Spaccarono lo zigomo a un marocchino, quattro di Toano condannati a sette mesi

19/6/2014 –  La sera del 5 agosto 2009 Mihainni Samir, marocchino di 26 anni, si trovava al’Happy Cafè di Toano quando entrarono quattro giovani, tre dei quali da lui conosciuti, che avevano cominciato ad insultarlo.

Samir non aveva reagito e, preso il suo scooter, si era avviato per andare verso Villa Minozzo, dove abita. Erano da poco passate le 23. Era stato però seguito da una Fiat Panda rossa, con i quattro a bordo. Lo avevano di nuovo insultato e costretto a fermarsi.

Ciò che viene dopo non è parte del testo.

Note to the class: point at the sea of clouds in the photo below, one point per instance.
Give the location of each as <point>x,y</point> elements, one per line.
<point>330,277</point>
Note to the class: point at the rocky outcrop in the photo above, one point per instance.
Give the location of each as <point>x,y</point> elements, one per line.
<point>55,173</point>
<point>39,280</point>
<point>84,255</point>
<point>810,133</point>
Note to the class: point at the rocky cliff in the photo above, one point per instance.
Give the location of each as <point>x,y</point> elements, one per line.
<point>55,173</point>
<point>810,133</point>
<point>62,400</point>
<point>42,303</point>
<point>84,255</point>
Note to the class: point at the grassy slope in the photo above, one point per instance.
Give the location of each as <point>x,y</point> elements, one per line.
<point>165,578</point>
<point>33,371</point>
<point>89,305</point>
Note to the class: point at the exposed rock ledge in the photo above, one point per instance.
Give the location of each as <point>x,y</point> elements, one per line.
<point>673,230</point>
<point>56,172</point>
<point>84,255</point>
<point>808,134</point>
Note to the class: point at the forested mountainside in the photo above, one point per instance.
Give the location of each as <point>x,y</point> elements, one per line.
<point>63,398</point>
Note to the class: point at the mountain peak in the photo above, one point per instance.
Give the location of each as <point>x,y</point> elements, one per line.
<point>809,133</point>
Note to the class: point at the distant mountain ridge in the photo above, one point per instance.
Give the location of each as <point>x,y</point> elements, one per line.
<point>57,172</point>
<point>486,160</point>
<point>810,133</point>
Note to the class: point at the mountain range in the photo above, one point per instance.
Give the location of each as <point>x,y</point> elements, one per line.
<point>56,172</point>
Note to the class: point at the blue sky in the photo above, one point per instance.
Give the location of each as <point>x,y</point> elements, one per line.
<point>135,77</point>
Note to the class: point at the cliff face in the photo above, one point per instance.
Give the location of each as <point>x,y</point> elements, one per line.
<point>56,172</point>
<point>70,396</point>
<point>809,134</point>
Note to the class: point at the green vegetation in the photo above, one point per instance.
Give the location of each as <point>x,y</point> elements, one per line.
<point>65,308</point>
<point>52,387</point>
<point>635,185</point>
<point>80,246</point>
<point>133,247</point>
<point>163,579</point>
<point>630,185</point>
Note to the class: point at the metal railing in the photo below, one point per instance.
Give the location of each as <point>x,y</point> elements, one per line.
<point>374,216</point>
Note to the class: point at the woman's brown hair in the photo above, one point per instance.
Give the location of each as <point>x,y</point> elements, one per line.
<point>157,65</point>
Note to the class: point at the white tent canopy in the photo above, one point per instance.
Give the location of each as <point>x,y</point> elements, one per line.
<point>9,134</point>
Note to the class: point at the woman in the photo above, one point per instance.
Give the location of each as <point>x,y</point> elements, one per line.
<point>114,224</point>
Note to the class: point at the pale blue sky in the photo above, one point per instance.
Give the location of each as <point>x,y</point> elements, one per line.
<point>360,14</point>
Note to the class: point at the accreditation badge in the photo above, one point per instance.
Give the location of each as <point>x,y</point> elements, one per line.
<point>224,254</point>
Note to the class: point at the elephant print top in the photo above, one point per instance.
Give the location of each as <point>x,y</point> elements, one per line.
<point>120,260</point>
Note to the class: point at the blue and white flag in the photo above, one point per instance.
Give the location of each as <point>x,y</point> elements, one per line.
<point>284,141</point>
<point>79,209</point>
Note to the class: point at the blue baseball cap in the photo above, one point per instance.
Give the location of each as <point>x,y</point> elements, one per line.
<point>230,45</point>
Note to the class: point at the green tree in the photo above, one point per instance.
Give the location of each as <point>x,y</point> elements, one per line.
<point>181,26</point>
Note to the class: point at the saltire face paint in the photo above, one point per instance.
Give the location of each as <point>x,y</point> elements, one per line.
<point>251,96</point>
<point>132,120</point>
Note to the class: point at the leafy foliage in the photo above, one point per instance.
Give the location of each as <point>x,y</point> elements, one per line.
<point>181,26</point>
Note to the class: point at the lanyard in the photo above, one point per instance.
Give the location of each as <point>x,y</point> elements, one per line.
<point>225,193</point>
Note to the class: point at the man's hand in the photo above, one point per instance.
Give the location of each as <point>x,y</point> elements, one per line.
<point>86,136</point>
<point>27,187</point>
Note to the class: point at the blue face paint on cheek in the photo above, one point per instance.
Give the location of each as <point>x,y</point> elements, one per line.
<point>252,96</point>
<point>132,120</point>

Uno di loro, Domenico Caricchia, sceso con una spranga, lo aveva colpito. Gli altri gli si erano avventati contro a pugni e a calci. Il giorno dopo all’ospedale Sant’Anna i medici avevano riscontrato al povero Samir la frattura allo zigomo destro (per la quale era stato operato a Parma), una frattura ad un dito della mano destra e lesioni varie. Nella denuncia fatta poi ai carabinieri aveva indicato  i nomi di tre degli aggressori, identificati poi dai carabinieri.

Il giudice Alessandra Cardarelli li ha condannati tutti a 7 mesi (il pm ne aveva chiesti 8) più una provvisionale di 4.500 euro e il pagamento delle spese processuali. Si tratta, oltre al Caricchia, che ha 23 anni, di Salvatore Licciardi, 24 anni, di Cristopher Pellini, 23 anni, difesi dagli avvocati Daniela Ferretti e Paolo Bertoli, e di Gabriele Cerretti. L’aggredito si è costituito parte civile con gli avvocati Luigi Scarcella e Noris Bucchi.